The only Western nation to make a really fair commitment to emissions reductions is the E.U., which has pledged a 40 percent reduction from 1990 levels by 2030. Absent such strong commitments from everyone, it’s hard to get buy-in from anyone, since there isn’t much climate benefit to reducing your emissions unless everyone else does too. And so non-Western big climate polluters are following China’s lead and being coy.
India is sending mixed signals. On the one hand, Indian Prime Minister Narendra Modi acknowledges the importance of addressing climate change. India plans to increase its solar energy capacity to 100 gigawatts and its wind capacity to 60 gigawatts by 2022. But at the same time, it is doubling its coal production to over 1 billion tons per year, which could surpass even China’s. (This is despite the fact that India’s cities already suffer from some of the worst particulate pollution in the world.) And although India has a carbon tax, it’s low — especially for coal. President Obama reportedly hoped to make a joint announcement with Modi on climate when Obama visited India in January, but was unable to persuade Modi to do so. Modi contends that the U.S., given its greater wealth and much bigger historical emissions, should offer bigger cuts of its own before calling on India to get in the game.
Japan is also giving climate hawks reason to worry. Since the disastrous Fukushima nuclear plant meltdown, Japan has shuttered its nuclear plants and shifted back toward coal and natural gas. As a result, it is likely to have underwhelming climate action targets, although they have not been announced yet. The Japanese press reports that their government will unveil in June a target of a 20 percent reduction from either 2005 or 2013 levels by 2030. Climate Action Tracker writes, “If the Japanese government were to announce this target, it would rate as ‘inadequate’: if all countries adopted this level of ambition warming would likely exceed 3–4°C in the 21st century.”
Russia, meanwhile, doesn’t even bother with coyness because President Vladimir Putin does not understand climate science and loves to thumb his nose at Europe and the U.S. So, while Russia actually has submitted its plan of action for climate change, it involves doing nothing. The country pledges to reduce emissions 30 percent from 1990 levels, but it is already emitting even less than that. Indeed, if it counts the carbon sinks of its huge forests, as it proposes to, Russia could actually significantly increase emissions from current levels under this proposal. Climate Action Tracker, unsurprisingly, labels this “inadequate” as well.
Still, a lot can happen, so none of this should get climate hawks too discouraged. Russia’s targets are only preliminary, and it says it is open to different ones depending on what happens in Paris.

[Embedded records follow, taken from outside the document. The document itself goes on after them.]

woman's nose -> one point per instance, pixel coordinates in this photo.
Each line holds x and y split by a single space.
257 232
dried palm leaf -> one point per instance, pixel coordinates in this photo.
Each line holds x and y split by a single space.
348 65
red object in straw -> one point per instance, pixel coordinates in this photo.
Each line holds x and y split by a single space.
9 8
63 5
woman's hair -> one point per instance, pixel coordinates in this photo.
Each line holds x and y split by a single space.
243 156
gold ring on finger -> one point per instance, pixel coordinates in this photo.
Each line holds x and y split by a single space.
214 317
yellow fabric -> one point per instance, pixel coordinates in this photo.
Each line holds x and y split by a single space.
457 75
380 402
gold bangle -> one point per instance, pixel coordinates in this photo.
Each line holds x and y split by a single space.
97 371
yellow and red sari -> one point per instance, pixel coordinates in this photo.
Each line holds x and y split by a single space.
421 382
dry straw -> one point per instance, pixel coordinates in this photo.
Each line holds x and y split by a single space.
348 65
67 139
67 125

And some close observers of Indian politics say that Modi may surprise people by turning out to be a climate hawk. He ended gasoline subsidies last year. As chief minister of the state of Gujarat he expanded solar power, and he’s now pushing to do the same nationally. Modi wants to triple India’s nuclear power generation capacity. And the particulate pollution in Delhi and other cities is so bad that public pressure might force him to move away from coal. Essentially, for India it all comes down to whether rich nations will help it bring clean electricity to the 400 million Indians who currently lack electricity altogether. The Washington Post reports that India will actually lay out two possible climate scenarios: one on what it can do alone, and another that “would be a more ambitious plan outlining moves that could be made with international financial support, technology exchanges and incentives.” If rich countries have the will, there is a way.